I enjoyed the Ark much more than the Creation Museum.  They were both good, but the Ark was much better.


----------



## specialk (Jul 15, 2021)

where did ya'll stay?


----------



## Doboy Dawg (Jul 15, 2021)

specialk said:


> where did ya'll stay?



Dry Ridge, Kentucky for the Ark and Lawrenceburg, Indiana for the Creation Museum.  We stayed close to the Museum because we were there from 10am-3pm and again from 9pm to midnight for the Stargazer Planetarium show.


----------



## Flash (Jul 17, 2021)

Everyone should see the ark, if memory serves me correct, the Bible has a description of the measurements.  Some debate the actual meaning of the cubits (unit of measurement) given in the Bible.  Basically there are three schools of thought on how large the ark would have been.       The Kentucky Ark was built using the SMALLEST of the three, so it could have been much larger than this one. 

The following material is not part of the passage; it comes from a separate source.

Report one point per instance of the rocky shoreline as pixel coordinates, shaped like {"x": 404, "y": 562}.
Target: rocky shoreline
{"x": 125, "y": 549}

 BUT most of our children's books have a picture of a small boat with animals hanging out all over the place, which can destroy/question ones faith.   the Kentucky Ark paints a much truer picture IMO


----------



## Milkman (Jul 17, 2021)

Added both of these attractions  to my bucket list. ??


----------



## Crakajak (Jul 17, 2021)

Milkman said:


> Added both of these attractions  to my bucket list. ??


The restaurant at the ark is really good for a buffet!!!!!!!!!


----------